Elizabeth Warren hasn’t officially declared her intentions for the 2020 presidential race, but a recent fundraising pitch may signal that she plans to take on Donald Trump.
The Massachusetts Senator has been a frequent critic of Donald Trump — and just as frequent a target of his ire — but to date has not said if she plans to actually take him on. Now, the Washington Examiner noted that Warren may have given her clearest signal yet that she plans to run for the Democratic nomination and the chance to take on Trump.
This week at a campaign rally, Trump rehashed his “Pocahontas” slur against Warren, who earlier in her career in academics had claimed she had Native American heritage before backtracking and saying that she was misinformed by members of her family. Though Warren no longer says she has this heritage, Trump imagined engaging in a presidential debate against Warren and passing her a DNA test when she claims that she had Native American lineage.
Now, Warren has turned the criticism into a fundraising opportunity in which she suggested that she could be taking on Trump in the future.
“With Donald Trump in the White House, we face a crisis in our country. It’s up to us to make a choice: Are we going to be a country that builds a future for all of our kids, or are we going to allow the billionaires and giant corporations to leave everyone else behind?” her fundraising letter read.

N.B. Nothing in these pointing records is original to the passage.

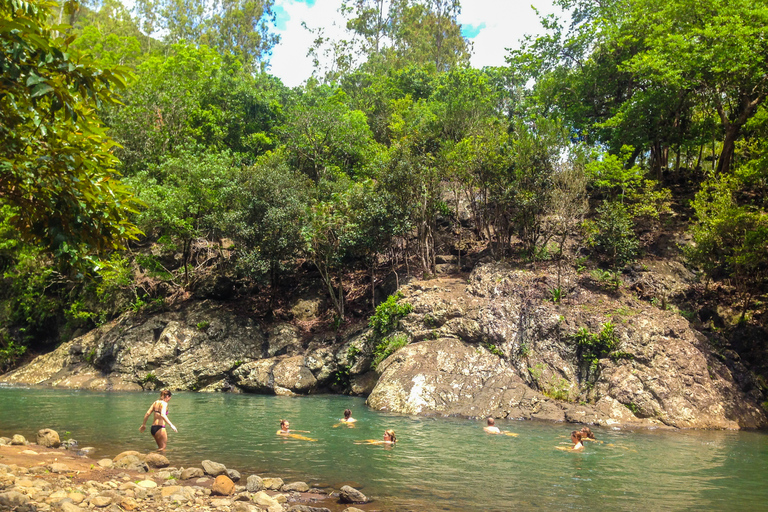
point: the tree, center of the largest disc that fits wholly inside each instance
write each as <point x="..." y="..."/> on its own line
<point x="184" y="195"/>
<point x="267" y="215"/>
<point x="56" y="161"/>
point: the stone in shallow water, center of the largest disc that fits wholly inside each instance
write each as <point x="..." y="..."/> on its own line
<point x="48" y="437"/>
<point x="191" y="473"/>
<point x="295" y="487"/>
<point x="254" y="483"/>
<point x="351" y="495"/>
<point x="223" y="486"/>
<point x="213" y="468"/>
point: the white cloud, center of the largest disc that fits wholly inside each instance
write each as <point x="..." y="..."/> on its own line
<point x="289" y="59"/>
<point x="506" y="22"/>
<point x="502" y="24"/>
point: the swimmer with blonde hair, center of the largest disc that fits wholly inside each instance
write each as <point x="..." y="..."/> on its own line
<point x="160" y="410"/>
<point x="491" y="428"/>
<point x="389" y="439"/>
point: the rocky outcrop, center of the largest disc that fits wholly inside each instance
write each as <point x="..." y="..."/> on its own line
<point x="203" y="347"/>
<point x="496" y="347"/>
<point x="492" y="345"/>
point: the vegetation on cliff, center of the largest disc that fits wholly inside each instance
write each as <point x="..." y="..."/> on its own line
<point x="633" y="125"/>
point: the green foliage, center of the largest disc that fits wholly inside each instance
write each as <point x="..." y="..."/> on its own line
<point x="556" y="295"/>
<point x="612" y="234"/>
<point x="592" y="347"/>
<point x="608" y="278"/>
<point x="388" y="314"/>
<point x="56" y="159"/>
<point x="729" y="239"/>
<point x="10" y="351"/>
<point x="387" y="347"/>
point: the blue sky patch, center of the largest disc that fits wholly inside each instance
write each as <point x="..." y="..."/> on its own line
<point x="471" y="31"/>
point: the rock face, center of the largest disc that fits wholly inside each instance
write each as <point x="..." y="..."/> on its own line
<point x="48" y="438"/>
<point x="493" y="345"/>
<point x="496" y="347"/>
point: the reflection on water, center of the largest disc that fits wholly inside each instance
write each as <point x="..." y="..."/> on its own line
<point x="438" y="463"/>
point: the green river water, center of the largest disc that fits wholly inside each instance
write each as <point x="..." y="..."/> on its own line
<point x="438" y="464"/>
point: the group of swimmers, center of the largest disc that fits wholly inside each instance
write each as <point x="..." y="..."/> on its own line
<point x="160" y="410"/>
<point x="389" y="434"/>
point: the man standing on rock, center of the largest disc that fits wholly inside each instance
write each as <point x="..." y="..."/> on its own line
<point x="160" y="409"/>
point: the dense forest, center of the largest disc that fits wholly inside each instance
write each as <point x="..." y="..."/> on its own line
<point x="148" y="151"/>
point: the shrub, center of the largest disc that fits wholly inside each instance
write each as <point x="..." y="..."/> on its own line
<point x="612" y="234"/>
<point x="388" y="347"/>
<point x="388" y="314"/>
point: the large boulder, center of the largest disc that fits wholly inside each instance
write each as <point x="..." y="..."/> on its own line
<point x="48" y="437"/>
<point x="185" y="349"/>
<point x="223" y="486"/>
<point x="213" y="468"/>
<point x="502" y="350"/>
<point x="349" y="494"/>
<point x="157" y="460"/>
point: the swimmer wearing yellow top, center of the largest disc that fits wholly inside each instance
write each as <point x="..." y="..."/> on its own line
<point x="491" y="428"/>
<point x="389" y="439"/>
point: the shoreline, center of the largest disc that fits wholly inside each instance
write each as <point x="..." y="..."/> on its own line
<point x="36" y="478"/>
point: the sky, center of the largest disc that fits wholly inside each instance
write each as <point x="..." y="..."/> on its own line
<point x="491" y="25"/>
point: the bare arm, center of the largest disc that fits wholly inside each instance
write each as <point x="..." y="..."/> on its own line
<point x="163" y="415"/>
<point x="144" y="423"/>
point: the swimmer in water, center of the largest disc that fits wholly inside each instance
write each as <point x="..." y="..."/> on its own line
<point x="160" y="410"/>
<point x="285" y="428"/>
<point x="491" y="428"/>
<point x="348" y="417"/>
<point x="576" y="437"/>
<point x="389" y="439"/>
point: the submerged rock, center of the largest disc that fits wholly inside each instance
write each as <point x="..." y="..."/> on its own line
<point x="349" y="494"/>
<point x="48" y="437"/>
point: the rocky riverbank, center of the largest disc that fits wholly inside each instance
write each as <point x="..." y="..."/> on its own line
<point x="46" y="478"/>
<point x="497" y="343"/>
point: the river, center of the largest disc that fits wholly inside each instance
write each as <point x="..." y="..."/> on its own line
<point x="445" y="464"/>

Warren has gone toe-to-toe with Donald Trump on a number of issues, including his recent policy to separate immigrant children from their parents after crossing the U.S. border. After Trump imagined giving her a DNA test, Warren blasted Trump back on Twitter saying that his administration was forced to administer DNA tests to match children back with their parents after having been separated. The Trump administration is nearing a court-ordered deadline to reunite the youngest children with their parents.
If Elizabeth Warren were to run for president in 2020, she would have quite a fight to come out of the Democratic Primary with the nomination. As The Hill reported, a recent poll from Harvard/CAPS Harris found that former Vice President Joe Biden is the early frontrunner for the nomination, with support of 32 percent of those polled. Hillary Clinton came in second with 18 percent and Bernie Sanders was next with 16 percent. Warren was the only other potential nominee to crack double digits, with support of 10 percent of those polled.